Elbette sınırın iki tarafında eş zamanlı ortaya çıkan bu olaylarla ilgili tartışma çıkması kaçınılmazdı. Aynı anda ortaya çıkan bu iki manzara arasında bir bağlantı kurulabilir miydi? Bu iki olayın birbiriyle ilgisi var mıydı?
Bizim cevabımız, hiçbir kanıta dayanmayan bir “Evet”tir. Elimizde hiçbir kanıtımız yok ve zaten sınırın dışında yer alan MİT/TSK koordineli paramiliter gruplarla içeride derin devlet aparatı faşist güruhun nasıl ne şekilde hareket ettiğine dair kanıtlar bulmamız epey zordur. Ancak deneyimlerimize ve saha gözlemlerimize dayanarak kimi çıkarsamalarda bulunabiliriz. İddiamız şudur ki, bu yaşananlar uzun bir süredir alt emperyalist hayallerle, sıcak çatışmaların yaşandığı her bölgede askeri-siyasi olarak bir iddia koymaya çalışan ve büyük emperyalist devletlerin çatışmalarından doğan boşluklarda konumlanma stratejisi izleyen Erdoğan önderliğindeki yayılmacılığın gelip çarptığı gerçekliktir. Daha açık konuşmak gerekirse birileri oradan oraya sıçramaya çalışan çekirgeye hop demektedir. O birileri bizzat batıdır.
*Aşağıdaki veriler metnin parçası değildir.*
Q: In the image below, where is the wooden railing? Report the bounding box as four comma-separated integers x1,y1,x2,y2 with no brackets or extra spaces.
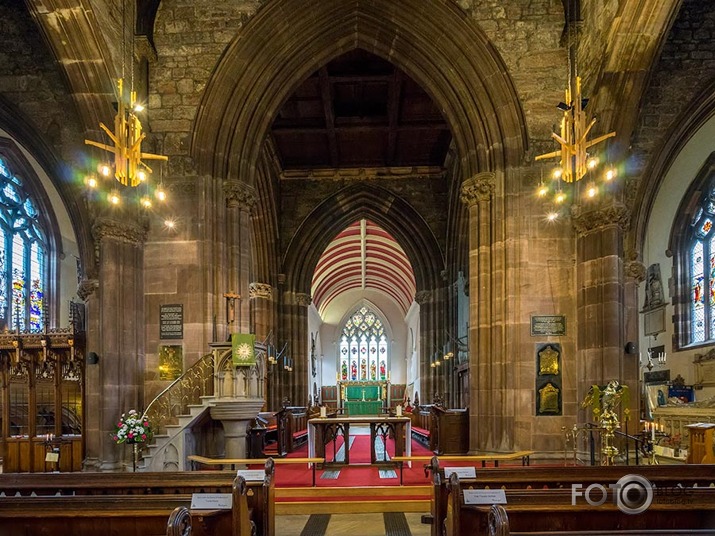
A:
144,353,214,434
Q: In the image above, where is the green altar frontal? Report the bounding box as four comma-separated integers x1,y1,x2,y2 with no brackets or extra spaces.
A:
345,400,382,417
343,385,382,415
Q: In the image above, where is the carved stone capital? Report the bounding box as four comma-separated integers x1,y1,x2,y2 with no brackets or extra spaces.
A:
623,261,645,284
248,282,273,300
77,279,99,301
415,290,432,305
295,292,313,307
459,171,496,207
167,176,198,199
571,202,631,235
223,180,257,212
92,218,147,246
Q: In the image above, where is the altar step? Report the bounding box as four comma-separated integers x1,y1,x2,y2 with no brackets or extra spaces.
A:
276,486,431,515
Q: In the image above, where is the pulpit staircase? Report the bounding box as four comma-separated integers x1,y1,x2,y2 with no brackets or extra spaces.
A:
136,343,265,471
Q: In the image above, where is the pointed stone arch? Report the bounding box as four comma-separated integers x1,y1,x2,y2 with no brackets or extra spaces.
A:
192,0,527,182
283,184,444,293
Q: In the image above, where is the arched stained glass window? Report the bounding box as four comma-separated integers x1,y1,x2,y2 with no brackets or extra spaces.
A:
339,306,388,381
687,181,715,344
0,158,47,331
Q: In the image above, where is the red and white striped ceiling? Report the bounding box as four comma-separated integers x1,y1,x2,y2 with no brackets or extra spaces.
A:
311,220,415,316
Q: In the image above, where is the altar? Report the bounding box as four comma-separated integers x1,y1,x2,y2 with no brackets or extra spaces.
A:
308,415,412,465
340,382,388,416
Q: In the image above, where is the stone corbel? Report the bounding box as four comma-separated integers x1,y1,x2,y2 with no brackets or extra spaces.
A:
223,179,257,212
248,281,273,300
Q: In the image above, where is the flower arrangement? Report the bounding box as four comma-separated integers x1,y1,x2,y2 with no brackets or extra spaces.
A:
113,409,152,443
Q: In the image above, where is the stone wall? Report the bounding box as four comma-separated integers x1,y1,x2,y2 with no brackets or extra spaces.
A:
0,0,82,164
633,0,715,171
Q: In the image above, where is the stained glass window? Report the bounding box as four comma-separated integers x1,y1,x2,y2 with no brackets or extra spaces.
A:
688,182,715,343
0,158,47,331
338,306,388,381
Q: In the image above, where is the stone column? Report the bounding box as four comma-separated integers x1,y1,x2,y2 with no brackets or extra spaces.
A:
623,252,646,420
460,172,514,451
248,281,277,407
572,202,637,419
415,289,446,404
87,215,147,471
77,279,103,471
276,291,311,406
223,180,256,333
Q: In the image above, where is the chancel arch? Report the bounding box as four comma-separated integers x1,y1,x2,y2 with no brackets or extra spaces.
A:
283,184,444,408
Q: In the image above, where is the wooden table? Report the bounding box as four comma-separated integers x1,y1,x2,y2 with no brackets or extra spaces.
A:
308,415,412,465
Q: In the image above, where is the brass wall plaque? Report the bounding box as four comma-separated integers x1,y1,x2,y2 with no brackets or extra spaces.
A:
539,383,561,415
539,345,559,376
531,315,566,337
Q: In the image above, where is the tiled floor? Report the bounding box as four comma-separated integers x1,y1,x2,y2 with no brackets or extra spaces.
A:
276,513,430,536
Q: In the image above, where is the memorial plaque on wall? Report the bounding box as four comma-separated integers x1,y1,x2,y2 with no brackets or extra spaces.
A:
531,315,566,337
535,343,563,416
159,303,184,339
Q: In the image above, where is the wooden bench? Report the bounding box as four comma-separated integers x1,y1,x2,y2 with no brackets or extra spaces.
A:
0,460,275,536
443,473,715,536
166,506,193,536
392,450,534,485
0,495,228,536
488,504,715,536
186,454,325,487
426,457,715,536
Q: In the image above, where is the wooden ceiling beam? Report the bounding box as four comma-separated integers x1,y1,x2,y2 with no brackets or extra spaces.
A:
320,65,339,167
387,69,406,166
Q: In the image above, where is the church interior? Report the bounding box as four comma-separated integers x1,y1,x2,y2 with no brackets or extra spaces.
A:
0,0,715,536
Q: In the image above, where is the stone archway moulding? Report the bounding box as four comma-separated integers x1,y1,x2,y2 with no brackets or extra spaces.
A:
192,0,527,182
627,76,715,258
283,185,444,298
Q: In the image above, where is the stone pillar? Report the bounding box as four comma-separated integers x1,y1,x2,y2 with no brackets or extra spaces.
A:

Ülke içinde Suriyeli mültecilere karşı girişilen faşist yağma ve son olarak işlenen cinayetin ardından gözaltına alınan kişilerin epey kabarık suç kayıtlarının olduğu ortaya çıktı. Bu suç kayıtları tertipli bir yağmanın geliştiğini söylüyor. Üstelik iç işleri bakanlığının bu verileri bizlerle paylaşması, “yurttaşların taşan öfkesi” kurgusu yerine suça bulaşmış bir kitlenin yine suç işlemek maksadıyla sokağa çıktığının ima edilmesi ilginçtir ve tertibatın odağı hakkında bizlere ipuçları vermektedir.
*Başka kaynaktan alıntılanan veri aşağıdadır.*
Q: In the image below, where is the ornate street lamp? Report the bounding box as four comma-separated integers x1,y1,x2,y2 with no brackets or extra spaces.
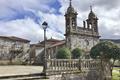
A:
42,21,48,75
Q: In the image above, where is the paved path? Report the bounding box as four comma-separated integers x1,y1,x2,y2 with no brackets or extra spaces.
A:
0,65,43,76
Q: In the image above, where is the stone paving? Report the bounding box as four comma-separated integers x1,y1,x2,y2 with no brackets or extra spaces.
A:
0,65,43,76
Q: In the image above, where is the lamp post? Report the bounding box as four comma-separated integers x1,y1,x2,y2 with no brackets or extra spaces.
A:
42,21,48,75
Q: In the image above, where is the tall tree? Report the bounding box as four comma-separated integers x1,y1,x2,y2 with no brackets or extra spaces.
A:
90,41,120,76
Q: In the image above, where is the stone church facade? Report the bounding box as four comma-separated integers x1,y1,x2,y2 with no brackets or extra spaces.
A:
65,1,100,52
32,1,100,64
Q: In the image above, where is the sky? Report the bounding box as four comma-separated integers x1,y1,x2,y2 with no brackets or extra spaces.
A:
0,0,120,43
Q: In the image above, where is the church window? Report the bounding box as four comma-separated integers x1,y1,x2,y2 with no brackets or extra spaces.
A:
85,39,89,46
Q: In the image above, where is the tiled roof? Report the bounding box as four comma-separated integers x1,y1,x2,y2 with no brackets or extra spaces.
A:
0,36,30,42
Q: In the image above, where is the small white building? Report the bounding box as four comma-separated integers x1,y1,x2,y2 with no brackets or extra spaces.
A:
0,36,30,60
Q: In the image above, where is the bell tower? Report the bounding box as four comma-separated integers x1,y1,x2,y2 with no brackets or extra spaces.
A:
86,6,98,33
65,0,77,49
65,0,77,34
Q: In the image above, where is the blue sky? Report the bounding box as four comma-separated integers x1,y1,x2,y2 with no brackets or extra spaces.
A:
0,0,120,43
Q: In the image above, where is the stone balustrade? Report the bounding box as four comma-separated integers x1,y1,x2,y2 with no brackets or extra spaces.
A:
46,59,100,74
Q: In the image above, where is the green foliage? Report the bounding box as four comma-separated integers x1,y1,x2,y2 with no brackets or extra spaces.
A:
56,48,71,59
72,48,83,59
90,41,120,59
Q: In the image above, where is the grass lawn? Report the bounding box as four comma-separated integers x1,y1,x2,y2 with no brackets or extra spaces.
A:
112,67,120,80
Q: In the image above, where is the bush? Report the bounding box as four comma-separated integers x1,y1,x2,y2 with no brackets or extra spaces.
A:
72,48,83,59
56,48,71,59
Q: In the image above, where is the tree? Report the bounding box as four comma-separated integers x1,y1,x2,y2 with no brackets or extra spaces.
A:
56,47,71,59
90,41,120,76
72,48,82,59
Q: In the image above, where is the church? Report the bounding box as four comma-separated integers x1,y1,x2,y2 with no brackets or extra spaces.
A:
32,0,100,62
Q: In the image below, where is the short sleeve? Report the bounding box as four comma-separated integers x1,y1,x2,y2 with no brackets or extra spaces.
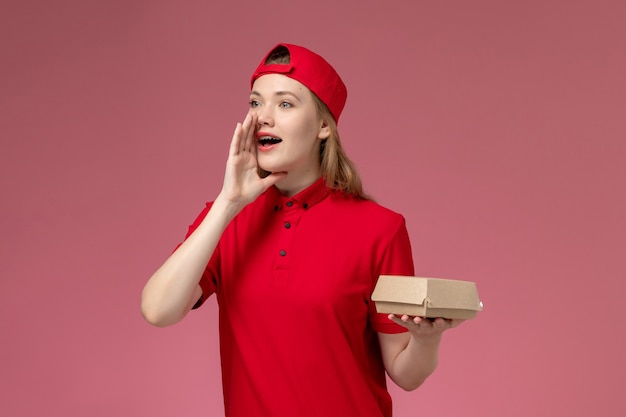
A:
175,202,219,309
369,217,415,333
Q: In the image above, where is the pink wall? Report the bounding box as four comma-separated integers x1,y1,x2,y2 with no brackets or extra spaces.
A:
0,0,626,417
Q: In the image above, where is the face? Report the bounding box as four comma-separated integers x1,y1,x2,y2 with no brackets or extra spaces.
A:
250,74,330,183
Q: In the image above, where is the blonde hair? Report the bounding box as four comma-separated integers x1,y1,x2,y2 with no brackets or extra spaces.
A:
259,47,369,200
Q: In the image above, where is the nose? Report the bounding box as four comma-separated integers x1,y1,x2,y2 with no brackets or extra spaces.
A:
256,106,274,126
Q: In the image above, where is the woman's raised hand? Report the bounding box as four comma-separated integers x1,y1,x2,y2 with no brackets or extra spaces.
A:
220,112,287,209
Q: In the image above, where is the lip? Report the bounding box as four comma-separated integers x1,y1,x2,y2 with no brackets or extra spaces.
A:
256,131,278,139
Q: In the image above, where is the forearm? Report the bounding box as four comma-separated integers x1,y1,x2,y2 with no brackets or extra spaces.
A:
387,332,441,391
141,193,240,326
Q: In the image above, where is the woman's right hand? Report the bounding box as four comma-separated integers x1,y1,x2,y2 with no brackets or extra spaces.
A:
218,112,287,209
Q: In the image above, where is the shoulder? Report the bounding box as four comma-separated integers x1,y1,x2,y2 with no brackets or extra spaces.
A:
330,192,404,222
327,192,406,234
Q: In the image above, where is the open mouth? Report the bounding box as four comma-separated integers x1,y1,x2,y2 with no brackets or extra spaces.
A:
258,136,283,146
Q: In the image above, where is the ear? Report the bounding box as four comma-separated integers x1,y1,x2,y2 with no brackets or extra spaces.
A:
317,119,330,139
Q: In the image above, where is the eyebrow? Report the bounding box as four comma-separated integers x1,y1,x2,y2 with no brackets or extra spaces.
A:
250,90,302,101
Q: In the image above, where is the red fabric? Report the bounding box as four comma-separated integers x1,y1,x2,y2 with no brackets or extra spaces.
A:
182,180,414,417
250,43,348,122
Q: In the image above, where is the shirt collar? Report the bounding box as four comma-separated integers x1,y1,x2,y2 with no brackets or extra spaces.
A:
267,178,330,210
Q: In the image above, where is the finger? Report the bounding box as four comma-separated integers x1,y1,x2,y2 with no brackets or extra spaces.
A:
239,113,252,152
244,113,257,152
228,123,242,156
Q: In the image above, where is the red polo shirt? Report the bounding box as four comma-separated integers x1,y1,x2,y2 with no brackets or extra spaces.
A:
182,179,414,417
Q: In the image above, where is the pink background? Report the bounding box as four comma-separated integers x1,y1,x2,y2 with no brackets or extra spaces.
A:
0,0,626,417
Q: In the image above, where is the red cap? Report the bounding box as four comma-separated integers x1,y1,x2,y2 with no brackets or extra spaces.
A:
250,43,348,122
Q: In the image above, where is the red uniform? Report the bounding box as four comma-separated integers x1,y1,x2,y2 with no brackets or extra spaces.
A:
183,179,414,417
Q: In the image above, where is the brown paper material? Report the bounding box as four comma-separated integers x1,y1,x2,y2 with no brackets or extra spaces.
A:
372,275,482,319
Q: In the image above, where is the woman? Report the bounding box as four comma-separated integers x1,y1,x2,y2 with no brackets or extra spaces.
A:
142,44,458,417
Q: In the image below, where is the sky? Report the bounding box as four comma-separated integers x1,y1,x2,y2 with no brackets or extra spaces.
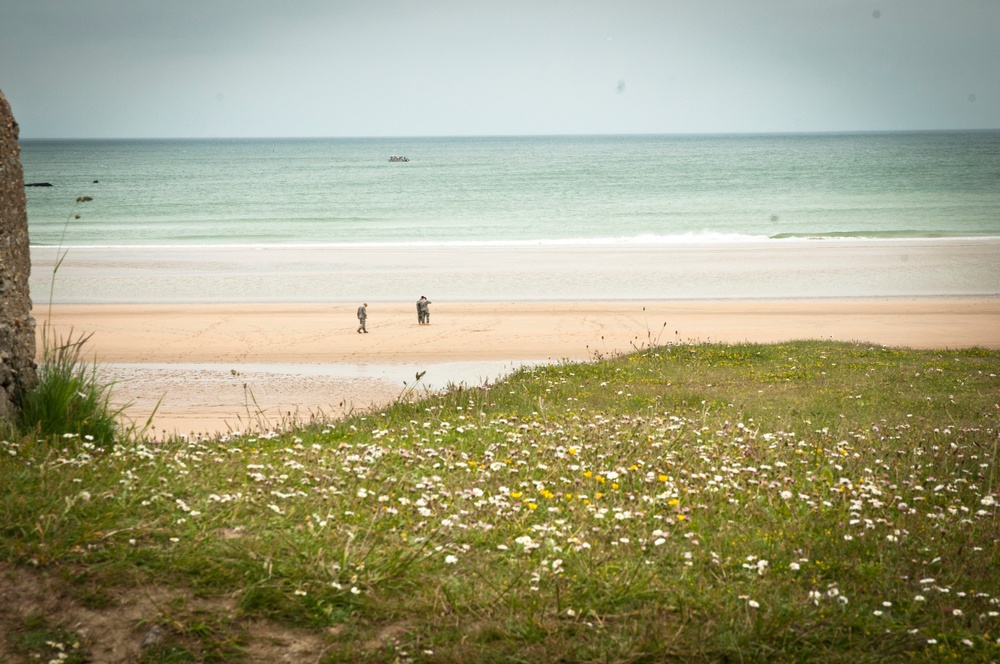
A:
0,0,1000,139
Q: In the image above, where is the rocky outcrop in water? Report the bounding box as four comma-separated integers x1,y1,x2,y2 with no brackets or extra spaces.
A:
0,92,36,418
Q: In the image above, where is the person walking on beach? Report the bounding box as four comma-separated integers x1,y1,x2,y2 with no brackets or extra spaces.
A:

Faşizmin vurucu gücü olan paramiliter unsurların ve faşist güruhun ortak özelliği onların lümpen proleter karakterleridir. Deklase olmuş/üretim ilişkilerinin dışına itilmiş, suç, yağma ve hırsızlıkla geçim sağlayan, devlete karşı itaatkâr, aşırı milliyetçi, kimisi ırkçı, kimisi radikal dinci olan bu unsurlar kullanışlı birer araçtır. Böylesi kalabalık bir suç örgütünü bir araya getirebilecek yegâne güç bir ya da birkaç devlet kliğidir. Eş zamanlı bir organizasyon ancak ve ancak örneğini geçmişteki birçok katliam ve yağma olayında gördüğümüz gibi -örneğin 6-7 Eylül’de, örneğin Madımak’ta (olayların yıl dönümüne denk gelmesi tarihin bir ironisi midir?), örneğin Maraş’ta- devlet içindeki özel harp aygıtlarının harekete geçirilmesiyle gerçekleşir. Sadede gelelim. Bizzat CIA tarafından komünizmle mücadele amacıyla kurulan ve komando kamplarında eğitilen, iç savaş ve kontra terör eğitimi alan malum faşist terör örgütünün ve onun siyasal uzantısı olan faşist partinin olayların tertibatında yer aldığı anlaşılıyor. Retorik olarak yer yer, zaman zaman ABD ve batı karşıtlığını dile getirse de batının kullanışlı aparatı olan bu terör örgütleri devrededir. Öyleyse onları eğitip donatanlar da devrededir. Dışarıda ise içerisinde bin bir ülke istihbaratının cirit attığı anlaşılan ama MİT tarafından da koordine edildikleri söylenen cihatçı çetelerin namluları eş zamanlı olarak TSK’ya ve Türk varlığına yöneldi. Dış politikada alt emperyalist hayaller peşinde koşarken batı bloğu ile doğu bloğu arasında fırıldaklıklar yaparak yol almaya çalışan Erdoğan’a acı bir mesaj verdikleri anlaşılıyor: Seni zayıf karnından vururuz, ülkende karışıklık çıkarırız, kan dökeriz, Suriye gibi olursun.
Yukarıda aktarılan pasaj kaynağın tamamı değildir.